CASE REPORT | VOLUME 2 | ISSUE 1 OPEN ACCESS

Remission of In-Transit Melanoma following Combination BRAF and MEK Inhibition Therapy: A Case Report

S Caleb Freeman, Edibaldo Silva and Christopher Huerter

  • S Caleb Freeman 1*
  • Edibaldo Silva 2
  • Christopher Huerter 1
  • Department of Dermatology, Creighton University School of Medicine, USA
  • Department of Surgical Oncology, University of Nebraska Medical Center, USA

Freeman SC, Silva E, Huerter C (2019) Remission of In-Transit Melanoma following Combination BRAF and MEK Inhibition Therapy: A Case Report. Arch Surg Dermatol 2(1):18- 20.

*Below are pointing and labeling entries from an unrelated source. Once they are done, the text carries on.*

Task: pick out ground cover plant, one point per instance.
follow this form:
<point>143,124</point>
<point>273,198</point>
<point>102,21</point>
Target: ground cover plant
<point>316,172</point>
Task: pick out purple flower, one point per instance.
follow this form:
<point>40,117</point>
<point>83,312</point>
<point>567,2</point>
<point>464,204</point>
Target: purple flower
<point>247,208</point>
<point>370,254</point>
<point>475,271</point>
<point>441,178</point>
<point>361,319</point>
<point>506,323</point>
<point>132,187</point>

Accepted: January 17, 2019 | Published Online: January 19, 2019

Remission of In-Transit Melanoma following Combination BRAF and MEK Inhibition Therapy: A Case Report

Introduction


Satellite and in-transit melanoma represent the metastasis of cutaneous melanoma along lymphatics between the primary lesion and the regional lymph nodes. In-transit melanoma often presents as a reoccurrence of previously resected melanoma, and as such is associated with a poorer prognosis than primary melanoma [1]. Response rate to therapy is often suboptimal, with 5-year survival rates of 24-54% at 5 years [2]. Treatment protocols for in-transit melanoma are less standardized than many other clinical scenarios, but possibilities for treatment include surgical removal, palliative radiotherapy, isolated limb perfusion, intra-lesional T-VEC injections, systemic targeted therapy and immunotherapy [3]. This case presents a successful selective approach for the management of refractory in-transit melanoma that included treatment with combination BRAF inhibitor dabrafenib and MEK inhibitor trametinib for a patient with stage IV melanoma.

Case Report


A 58-year-old white woman was referred for a 2.5-cm enlarging blackish brown patch on her left medial ankle that had recently begun bleeding. An excisional biopsy found malignant nodular melanoma with positive margins. She underwent wide re-excision and sentinel lymph node biopsy. Results showed residual malignant nodular melanoma with a Breslow depth of 1.1 mm, Clark's level IV with negative margins. All 3 sentinel lymph nodes in the left groin were negative. She was followed clinically for 4 years, at which point she developed an extensive amount of new pigmented nodules on her left lower extremity (Figure 1). Biopsies were taken of a left pretibial nodule as well as a left lower lateral pretibial nodule. Both were consistent with malignant melanoma in-transit metastases that tested positive for a BRAF V600E mutation. In the absence of systemic metastases by PET scan, initial treatment consisted of heated isolated limb infusion with the alkylating agent melphalan 7.5 mg per liter of volume, adjusted for patient's ideal body weight. While the patient initially showed improvement, with a near complete resolution of her in-transit leg disease for a period of 6 months, she later developed a painful pre-tibial mass on the leg which was treated with palliative radiation therapy. Unfortunately, and as often seen following in-transit disease, the patient developed progressive soft tissue metastases outside the perfused extremity, with new lesions appearing in the right shoulder and occiput. Based on the cross-over sensitivity of BRAF positive disease to systemic immunotherapy, she was treated with 4 cycles of pembrolizumab administered at 2 mg/kg every 2 weeks. Evidence of progression on this regimen led to a switch over to BRAF-targeted therapy with dabrafenib and trametinib. Patient received 150 mg dabrafenib every 12 hours and 2 mg trametinib once daily. As often seen, she showed complete resolution of nearly all disease within 4 weeks. Four months after completing treatment the skin and subcutaneous tissue remained clear (Figure 2). Patient remains on combination therapy to date.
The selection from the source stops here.